Those lights, which will be visible 7pm–1am every night for the next few weeks until the building’s demolition is complete, are part of “Project Cabrini Green”, a collaboration between artist Jan Tichy; his partner, social worker Efrat Appel; Tichy’s students at the School of the Art Institute of Chicago; and 110 teenagers from local nonprofits Cabrini Connections, Marwen, After School Matters and ThaBrigade Stamps Marching Band. The teens wrote and performed poems about Cabrini-Green. The SAIC students created software that translates the sounds of the teens reading their work into signals that control the lights in the high-rise.

Light and architecture are crucial to Tichy’s practice. In June 2009, he produced an installation with Illinois Institute of Technology and SAIC students at IIT’s Crown Hall, projecting videos and photos from within the building through its glass walls. While the critical response to Lighting Crown Hall emphasized the building’s design by Mies van der Rohe, Tichy says the project also reflected his interest in Chicago’s public housing. “I encouraged the students [to think about] not only Mies but the campus and Bronzeville, and obviously, the projects that were not there anymore: the Robert Taylor Houses,” the artist tells me during an interview at his dealer Richard Gray’s gallery. “I’m living not far away from Cabrini, so I’m passing it every day” as its buildings are knocked down, Tichy adds. “I realized that this historical moment was going to happen here.”

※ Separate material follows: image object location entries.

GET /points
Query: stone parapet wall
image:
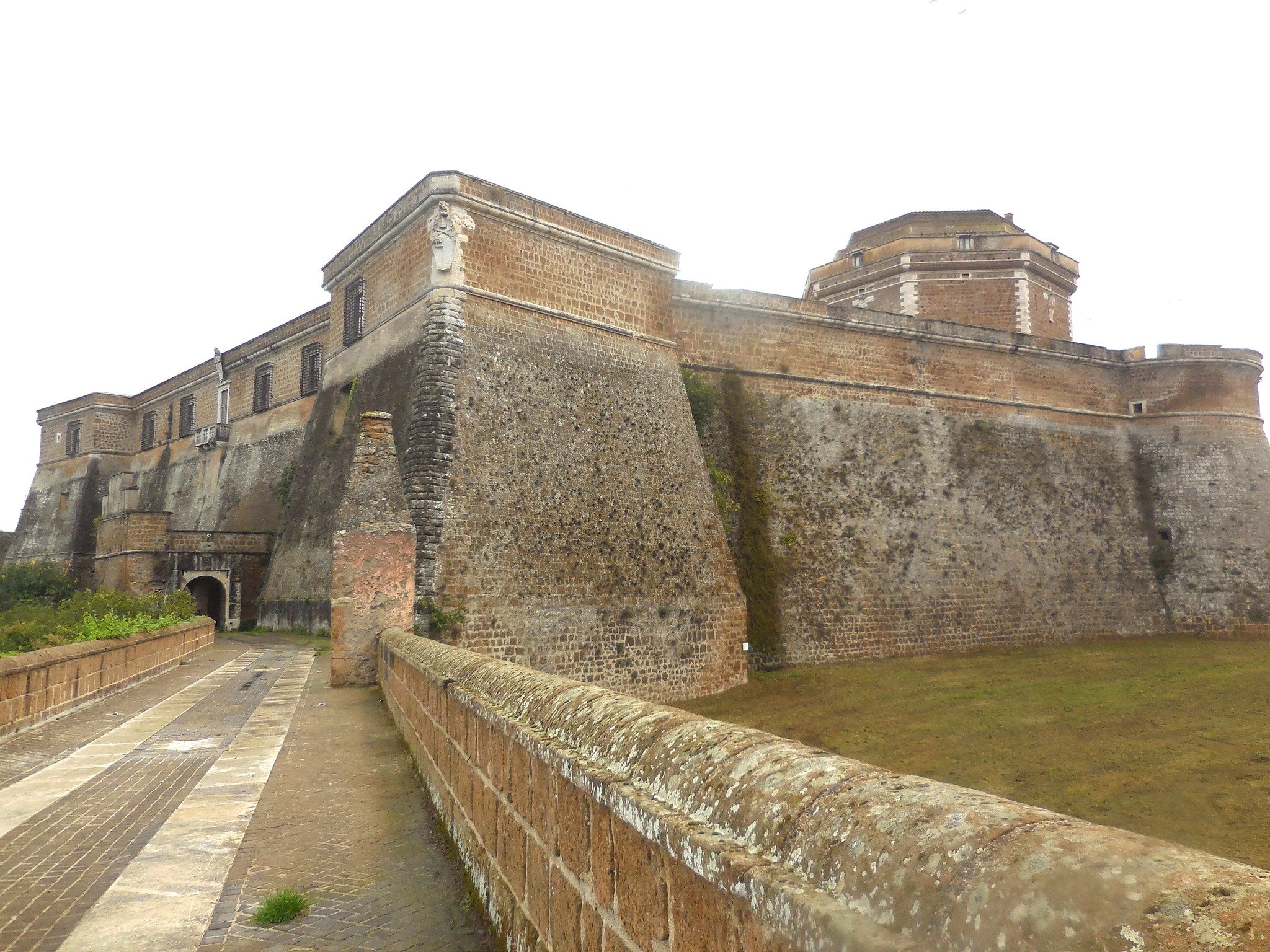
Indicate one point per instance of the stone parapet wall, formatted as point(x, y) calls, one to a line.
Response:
point(41, 684)
point(588, 819)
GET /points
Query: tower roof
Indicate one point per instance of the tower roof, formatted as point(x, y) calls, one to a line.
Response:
point(933, 225)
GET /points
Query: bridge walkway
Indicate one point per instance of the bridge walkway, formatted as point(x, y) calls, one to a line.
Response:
point(159, 818)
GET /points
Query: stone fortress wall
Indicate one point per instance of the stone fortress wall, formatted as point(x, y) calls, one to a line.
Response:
point(940, 487)
point(877, 479)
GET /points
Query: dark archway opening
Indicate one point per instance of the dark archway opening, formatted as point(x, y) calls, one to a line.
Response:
point(208, 598)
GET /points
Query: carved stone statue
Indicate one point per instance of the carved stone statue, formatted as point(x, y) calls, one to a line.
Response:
point(448, 227)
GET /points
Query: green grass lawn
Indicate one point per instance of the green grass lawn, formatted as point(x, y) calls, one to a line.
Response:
point(1166, 736)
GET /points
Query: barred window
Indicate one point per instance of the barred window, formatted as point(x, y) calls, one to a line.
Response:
point(262, 394)
point(355, 311)
point(186, 423)
point(148, 430)
point(310, 369)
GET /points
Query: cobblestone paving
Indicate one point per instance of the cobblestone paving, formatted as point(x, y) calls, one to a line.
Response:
point(345, 821)
point(36, 748)
point(55, 866)
point(342, 816)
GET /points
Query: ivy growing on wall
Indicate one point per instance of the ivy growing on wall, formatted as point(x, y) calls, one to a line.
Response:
point(703, 399)
point(760, 568)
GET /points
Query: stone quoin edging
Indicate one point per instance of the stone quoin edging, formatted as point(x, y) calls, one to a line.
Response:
point(36, 685)
point(588, 819)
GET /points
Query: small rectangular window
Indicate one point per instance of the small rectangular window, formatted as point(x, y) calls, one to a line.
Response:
point(148, 430)
point(355, 311)
point(310, 369)
point(262, 394)
point(186, 423)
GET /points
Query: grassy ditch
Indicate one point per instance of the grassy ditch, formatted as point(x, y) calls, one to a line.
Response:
point(1168, 736)
point(37, 612)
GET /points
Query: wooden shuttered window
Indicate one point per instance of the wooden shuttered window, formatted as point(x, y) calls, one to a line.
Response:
point(148, 430)
point(262, 392)
point(310, 369)
point(355, 311)
point(186, 423)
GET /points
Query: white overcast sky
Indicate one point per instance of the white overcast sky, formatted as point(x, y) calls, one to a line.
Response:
point(174, 175)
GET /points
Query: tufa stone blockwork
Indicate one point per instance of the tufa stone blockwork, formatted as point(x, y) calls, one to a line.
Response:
point(373, 563)
point(587, 819)
point(929, 462)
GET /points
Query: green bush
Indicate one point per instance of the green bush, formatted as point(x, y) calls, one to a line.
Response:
point(441, 617)
point(88, 616)
point(43, 583)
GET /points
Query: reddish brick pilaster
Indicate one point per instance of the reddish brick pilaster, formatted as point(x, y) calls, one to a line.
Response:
point(373, 560)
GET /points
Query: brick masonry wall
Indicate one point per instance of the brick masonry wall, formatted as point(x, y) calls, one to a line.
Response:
point(922, 522)
point(910, 530)
point(802, 339)
point(987, 304)
point(1207, 485)
point(41, 684)
point(591, 821)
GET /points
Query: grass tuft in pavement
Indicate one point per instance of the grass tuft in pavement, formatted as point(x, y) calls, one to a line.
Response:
point(1169, 736)
point(282, 907)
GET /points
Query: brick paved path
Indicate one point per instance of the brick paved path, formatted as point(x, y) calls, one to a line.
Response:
point(104, 814)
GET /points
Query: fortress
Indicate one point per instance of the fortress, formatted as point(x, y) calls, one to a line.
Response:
point(633, 480)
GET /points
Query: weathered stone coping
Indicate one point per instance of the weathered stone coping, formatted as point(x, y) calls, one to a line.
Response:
point(36, 685)
point(835, 853)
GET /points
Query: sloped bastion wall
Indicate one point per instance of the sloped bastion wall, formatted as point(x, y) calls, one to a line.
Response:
point(591, 821)
point(907, 487)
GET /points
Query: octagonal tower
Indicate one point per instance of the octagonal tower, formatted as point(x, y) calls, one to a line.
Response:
point(975, 268)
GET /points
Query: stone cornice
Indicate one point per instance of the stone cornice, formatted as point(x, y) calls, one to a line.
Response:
point(448, 187)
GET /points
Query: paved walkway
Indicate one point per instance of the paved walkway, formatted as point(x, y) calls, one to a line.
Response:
point(161, 816)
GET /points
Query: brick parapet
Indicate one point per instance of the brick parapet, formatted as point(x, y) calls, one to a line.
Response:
point(588, 819)
point(497, 201)
point(40, 684)
point(916, 357)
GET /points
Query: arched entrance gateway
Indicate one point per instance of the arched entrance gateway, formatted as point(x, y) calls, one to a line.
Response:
point(210, 598)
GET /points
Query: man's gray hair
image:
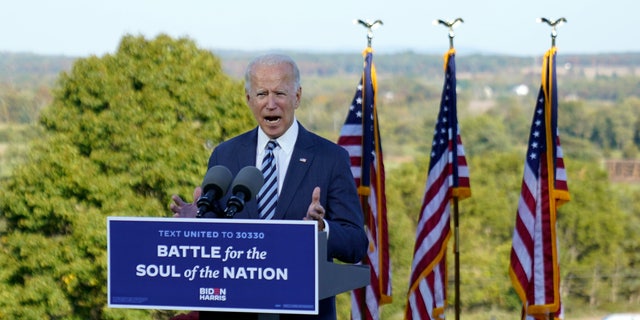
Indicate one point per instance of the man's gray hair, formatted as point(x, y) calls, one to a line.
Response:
point(271, 60)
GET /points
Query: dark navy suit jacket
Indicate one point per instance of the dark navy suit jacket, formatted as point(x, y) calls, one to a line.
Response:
point(315, 161)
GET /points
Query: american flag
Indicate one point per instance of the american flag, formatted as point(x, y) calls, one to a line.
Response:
point(534, 267)
point(448, 178)
point(360, 136)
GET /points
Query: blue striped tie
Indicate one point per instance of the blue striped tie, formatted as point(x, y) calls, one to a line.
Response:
point(268, 195)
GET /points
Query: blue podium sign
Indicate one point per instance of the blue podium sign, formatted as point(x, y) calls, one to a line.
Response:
point(232, 265)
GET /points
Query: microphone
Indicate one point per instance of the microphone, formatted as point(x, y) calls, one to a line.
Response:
point(215, 185)
point(245, 186)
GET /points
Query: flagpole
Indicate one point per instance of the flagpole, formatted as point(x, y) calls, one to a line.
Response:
point(456, 245)
point(554, 34)
point(364, 190)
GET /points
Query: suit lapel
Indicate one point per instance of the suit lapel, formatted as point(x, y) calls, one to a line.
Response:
point(246, 156)
point(301, 160)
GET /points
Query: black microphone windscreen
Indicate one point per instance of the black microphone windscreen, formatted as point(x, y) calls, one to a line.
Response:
point(219, 178)
point(249, 181)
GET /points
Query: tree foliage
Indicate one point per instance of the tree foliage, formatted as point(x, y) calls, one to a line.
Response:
point(124, 132)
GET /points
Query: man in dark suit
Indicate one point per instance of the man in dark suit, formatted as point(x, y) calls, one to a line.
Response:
point(313, 177)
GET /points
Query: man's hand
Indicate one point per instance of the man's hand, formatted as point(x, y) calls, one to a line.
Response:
point(316, 211)
point(182, 209)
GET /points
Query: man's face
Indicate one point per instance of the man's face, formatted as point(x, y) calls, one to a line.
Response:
point(273, 98)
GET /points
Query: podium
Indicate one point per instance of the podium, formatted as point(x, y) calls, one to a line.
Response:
point(248, 267)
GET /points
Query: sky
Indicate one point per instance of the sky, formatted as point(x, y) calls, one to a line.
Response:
point(81, 28)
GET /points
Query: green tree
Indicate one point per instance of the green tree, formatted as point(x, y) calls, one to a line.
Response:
point(123, 133)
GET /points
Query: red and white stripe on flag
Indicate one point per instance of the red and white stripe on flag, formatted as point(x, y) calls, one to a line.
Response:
point(367, 167)
point(534, 267)
point(448, 177)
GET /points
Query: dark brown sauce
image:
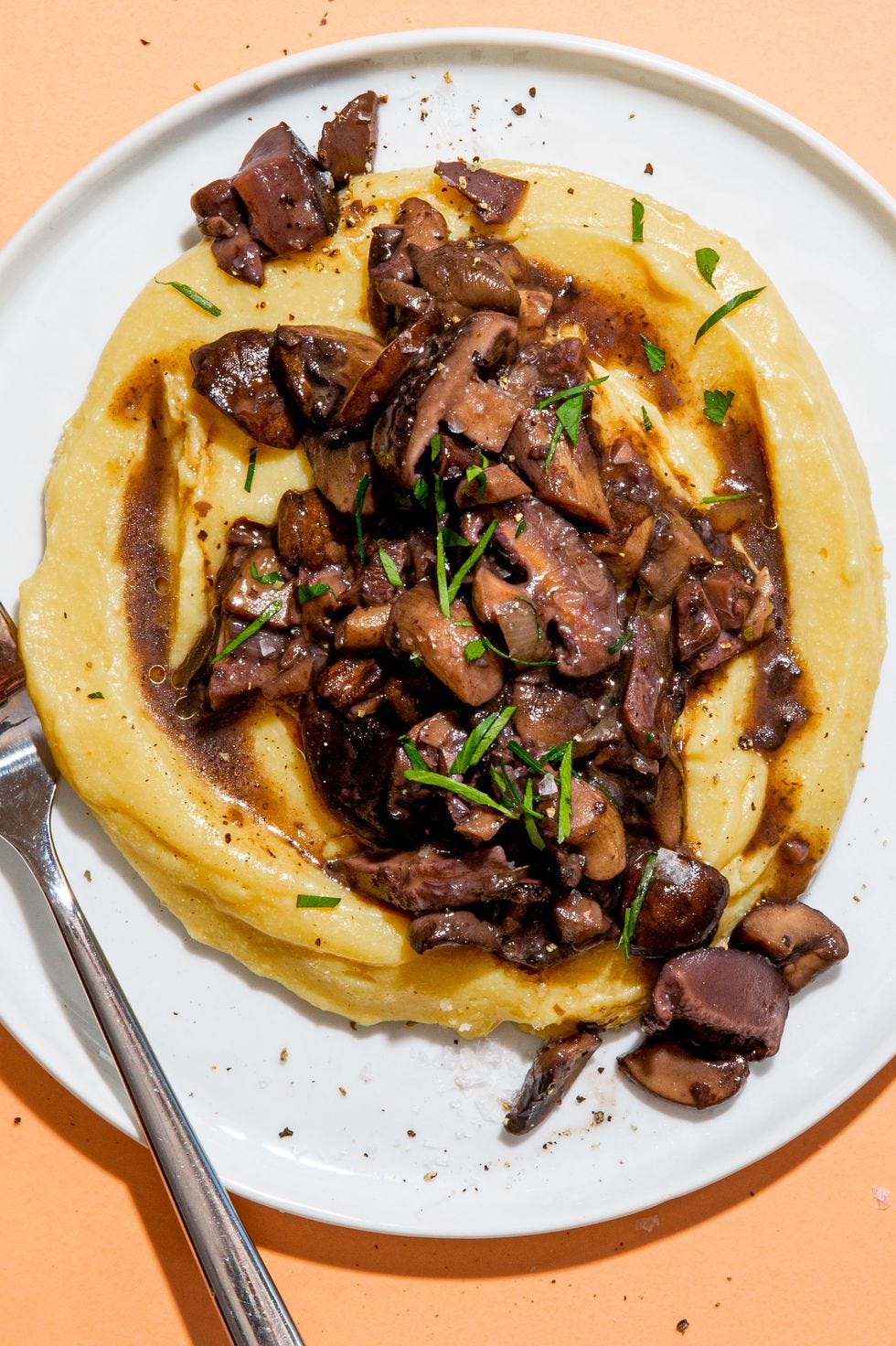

Imposing his own work on the site seemed inappropriate. Tichy says he and Appel were interested in what “kids, the next generation” thought about Cabrini-Green. “We looked for an organization that worked in the neighborhood,” he says, “serving those that are there and those that were dispersed but coming back for programs like the marching band.”

After School Matters student Natrice Weathers has relatives who lived in Cabrini-Green. “It’s history that’s going to be destroyed,” she says. The regret in her poem “Distorted Class”—“In the history books, it’ll say the community was broken. / But we weren’t broken…”—echoes through much of the teens’ writing. Savon Clark, who participates in Cabrini Connections, feels lucky that his family was able to move from Cabrini-Green to mixed-income housing nearby, unlike many friends who were displaced to the South and West Sides. He wants people who see the light installation to grasp that “a lot of people lived in those projects for a lot of years.”

“Project Cabrini Green” can’t undo decades of disenfranchisement, but its young writers’ messages will outlast the obliterated high-rise. You can find their poems on the project’s website and in a book on view at the Museum of Contemporary Art. (The MCA’s exhibit also includes live video footage of 1230 North Burling Street and an interactive model of the building.) Though the installation at Cabrini-Green can’t convey the teens’ exact words, the alternating lights—LEDs mounted in ultra-durable ammunition boxes, which Tichy intends to recover from the rubble—evoke a conversation.

Gina and Jeremiah tell me they approve of the project and hope it keeps people from forgetting Cabrini-Green. Their history classes have never covered public housing.